Symptoms such as poorer quality of sleep, anxiety, and depression commonly co-occur in cancer survivors [4], suggesting a common biological mechanism underlying these symptoms [38]. Increased levels of inflammation have been shown to be associated with fatigue, insomnia, and depression in breast cancer survivors [39], and fatigue and disturbed sleep among metastatic CRC patients [40]. Genetic associations between the IL-6 gene with fatigue and sleep disturbance were found among breast cancer patients [41].

Being overweight/obese was associated with higher odds of being classified in class 3 (high fatigue, moderate distress). This is in line with previous research [42, 43], highlighting the need for interventions to improve survivors’ self-management strategies for a healthier survivorship.

Using the MFI, we found distinct CRF classes among long-term CRC survivors. Future research using different questionnaires or samples (e.g., incident cancer patients) should be conducted to replicate our findings. Longitudinal studies could also investigate whether identified CRF subtypes remain stable or change during follow-up as this could have implications when developing interventions. We do not have biological data to explore the possibility of inflammation underlying the association between fatigue and other symptoms such as poor sleep, depression, and anxiety. In our new prospective study on incident CRC patients, we are including the collection of biological data.

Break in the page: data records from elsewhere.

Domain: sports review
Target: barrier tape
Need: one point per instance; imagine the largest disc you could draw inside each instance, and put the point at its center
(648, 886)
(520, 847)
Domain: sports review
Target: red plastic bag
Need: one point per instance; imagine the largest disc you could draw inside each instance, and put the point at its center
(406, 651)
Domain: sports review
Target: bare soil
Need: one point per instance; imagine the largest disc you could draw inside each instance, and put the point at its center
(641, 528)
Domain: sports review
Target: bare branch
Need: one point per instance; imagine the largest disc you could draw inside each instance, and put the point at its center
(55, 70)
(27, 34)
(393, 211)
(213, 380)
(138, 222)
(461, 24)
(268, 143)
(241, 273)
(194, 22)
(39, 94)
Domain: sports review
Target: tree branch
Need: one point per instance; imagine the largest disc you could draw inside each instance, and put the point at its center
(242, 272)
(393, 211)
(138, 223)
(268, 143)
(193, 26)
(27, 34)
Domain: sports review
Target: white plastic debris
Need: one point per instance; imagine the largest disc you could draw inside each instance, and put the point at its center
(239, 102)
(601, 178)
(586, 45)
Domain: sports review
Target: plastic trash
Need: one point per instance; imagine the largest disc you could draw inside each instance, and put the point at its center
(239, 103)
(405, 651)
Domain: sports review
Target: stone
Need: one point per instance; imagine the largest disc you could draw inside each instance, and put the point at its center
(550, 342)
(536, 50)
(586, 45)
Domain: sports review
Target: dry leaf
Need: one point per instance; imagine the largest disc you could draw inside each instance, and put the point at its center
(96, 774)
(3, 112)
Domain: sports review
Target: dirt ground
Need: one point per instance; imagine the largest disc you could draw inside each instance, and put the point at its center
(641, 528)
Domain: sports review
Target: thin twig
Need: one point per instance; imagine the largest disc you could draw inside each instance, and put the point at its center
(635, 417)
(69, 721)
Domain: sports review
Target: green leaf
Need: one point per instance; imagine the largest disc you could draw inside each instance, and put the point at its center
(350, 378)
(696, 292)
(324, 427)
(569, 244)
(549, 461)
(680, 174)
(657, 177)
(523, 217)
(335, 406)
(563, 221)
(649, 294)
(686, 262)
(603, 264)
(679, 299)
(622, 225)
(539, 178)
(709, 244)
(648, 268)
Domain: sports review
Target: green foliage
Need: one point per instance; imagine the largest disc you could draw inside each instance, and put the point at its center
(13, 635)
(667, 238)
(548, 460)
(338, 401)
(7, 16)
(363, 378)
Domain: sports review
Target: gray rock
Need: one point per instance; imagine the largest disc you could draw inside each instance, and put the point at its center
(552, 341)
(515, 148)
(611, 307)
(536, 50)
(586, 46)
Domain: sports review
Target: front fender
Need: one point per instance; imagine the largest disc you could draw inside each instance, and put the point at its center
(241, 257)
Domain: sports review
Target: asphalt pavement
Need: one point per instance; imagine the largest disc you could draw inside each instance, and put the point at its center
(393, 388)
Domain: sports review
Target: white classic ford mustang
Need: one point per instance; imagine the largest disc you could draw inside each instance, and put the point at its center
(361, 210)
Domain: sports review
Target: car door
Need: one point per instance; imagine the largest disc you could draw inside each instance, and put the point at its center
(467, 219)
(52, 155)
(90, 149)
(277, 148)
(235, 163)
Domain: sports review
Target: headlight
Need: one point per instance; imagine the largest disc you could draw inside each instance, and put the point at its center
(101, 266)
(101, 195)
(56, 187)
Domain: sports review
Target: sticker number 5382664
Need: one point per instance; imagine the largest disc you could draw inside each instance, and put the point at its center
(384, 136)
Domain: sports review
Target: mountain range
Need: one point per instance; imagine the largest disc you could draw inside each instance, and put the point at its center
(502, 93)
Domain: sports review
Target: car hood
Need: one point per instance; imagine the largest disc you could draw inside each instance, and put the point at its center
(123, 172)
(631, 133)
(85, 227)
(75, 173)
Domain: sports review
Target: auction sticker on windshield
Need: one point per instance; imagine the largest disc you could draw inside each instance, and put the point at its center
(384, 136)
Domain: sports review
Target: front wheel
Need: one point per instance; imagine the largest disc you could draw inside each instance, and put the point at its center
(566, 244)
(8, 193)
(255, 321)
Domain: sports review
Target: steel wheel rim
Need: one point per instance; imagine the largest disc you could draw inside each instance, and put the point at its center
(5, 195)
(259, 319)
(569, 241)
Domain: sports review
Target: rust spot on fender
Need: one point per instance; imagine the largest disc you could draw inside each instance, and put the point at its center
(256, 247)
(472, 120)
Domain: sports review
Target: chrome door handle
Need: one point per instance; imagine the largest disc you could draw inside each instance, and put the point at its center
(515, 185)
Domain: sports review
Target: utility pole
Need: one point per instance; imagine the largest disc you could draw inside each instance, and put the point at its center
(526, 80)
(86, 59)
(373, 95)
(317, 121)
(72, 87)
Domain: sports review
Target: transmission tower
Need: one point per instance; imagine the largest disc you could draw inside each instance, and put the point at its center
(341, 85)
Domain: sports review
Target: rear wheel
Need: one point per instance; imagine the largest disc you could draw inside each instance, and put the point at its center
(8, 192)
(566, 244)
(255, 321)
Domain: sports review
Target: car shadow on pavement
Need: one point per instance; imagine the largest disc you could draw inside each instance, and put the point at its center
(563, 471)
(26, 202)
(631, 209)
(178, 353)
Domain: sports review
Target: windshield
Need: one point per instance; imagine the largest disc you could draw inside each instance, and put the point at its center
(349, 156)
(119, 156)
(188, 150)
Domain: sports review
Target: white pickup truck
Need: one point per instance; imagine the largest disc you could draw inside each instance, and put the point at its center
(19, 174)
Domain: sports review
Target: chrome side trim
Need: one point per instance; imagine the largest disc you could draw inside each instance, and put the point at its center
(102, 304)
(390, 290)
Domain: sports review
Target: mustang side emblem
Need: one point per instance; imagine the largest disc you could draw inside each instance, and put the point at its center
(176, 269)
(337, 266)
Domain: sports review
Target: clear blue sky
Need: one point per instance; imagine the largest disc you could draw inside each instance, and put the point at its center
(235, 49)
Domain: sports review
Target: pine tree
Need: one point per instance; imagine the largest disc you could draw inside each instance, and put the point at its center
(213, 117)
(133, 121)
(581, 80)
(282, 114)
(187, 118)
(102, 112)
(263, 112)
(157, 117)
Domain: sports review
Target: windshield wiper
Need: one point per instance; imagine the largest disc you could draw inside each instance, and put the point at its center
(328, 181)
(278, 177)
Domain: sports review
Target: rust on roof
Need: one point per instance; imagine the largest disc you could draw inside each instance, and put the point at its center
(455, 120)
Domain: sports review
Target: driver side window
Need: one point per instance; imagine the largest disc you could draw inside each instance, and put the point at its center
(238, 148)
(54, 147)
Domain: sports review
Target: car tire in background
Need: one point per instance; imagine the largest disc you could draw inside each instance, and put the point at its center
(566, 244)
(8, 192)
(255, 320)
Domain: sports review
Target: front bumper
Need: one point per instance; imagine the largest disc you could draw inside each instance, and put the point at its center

We identified three distinct latent classes of CRF. Sleep quality, anxiety, anhedonia, and lifestyle factors significantly differentiated the identified CRF subtypes. Survivors with the highest levels of fatigue and reduced activity and motivation had the lowest HRQL scores. The identification of CRF subtypes with distinct characteristics suggests that interventions should be specific for the CRF subtype. A recent meta-analysis reported that cognitive behavioral therapy or exercise intervention was superior to pharmaceutical treatments in reducing fatigue among cancer survivors [44]. For example, survivors characterized by high levels of distress or sleep problems could benefit more from cognitive behavioral therapy [45, 46] or mindfulness-based therapy [47]. Survivors with a low activity pattern could profit more from exercise interventions [9, 48].

Several limitations of this study have to be considered. We report results from a cross-sectional study as we only have MFI data from one data point. As such, the results of this exploratory study should be cautiously interpreted. Although the MFI purports to assess five dimensions of fatigue, these dimensions have not been wholly replicated [49]. Nevertheless, in this exploratory study, we identified three classes of CRF that had different associations with sleep quality, anxiety, anhedonia, and lifestyle factors. Dichotomizing the MFI scale scores could reduce the information available [50]. Potential loss of power from dichotomizing could be mitigated by our large sample size. We used the 75th IQR range as a cut-off for the MFI as there was no published cut-offs for cancer patients. Published cut-off scores were available only on the general fatigue and reduced activity dimensions in a study of individuals with chronic fatigue syndrome [51]. The cut-offs we used were comparable to those used in that study and to the mean fatigue scores of cancer patients (including CRC) undergoing chemotherapy [34]. Furthermore, our sample included long-term survivors which could introduce survivorship bias, i.e., causes of fatigue might not be necessarily cancer-related but could be due to aging and other comorbid conditions. However, time since diagnosis was not associated with the latent classes of CRF. We do not have data on disease progression so we cannot rule out the possibility that some survivors could be under active treatment for disease progression at the time of survey. If so, this could influence the fatigue scores.

In conclusion, three distinct classes of CRF were identified which could be differentiated with sleep quality, anxiety, anhedonia, and lifestyle factors. Better classification of patients and tailoring interventions to patients’ fatigue experiences could enhance the effectiveness of beneficial interventions for CRF currently developed.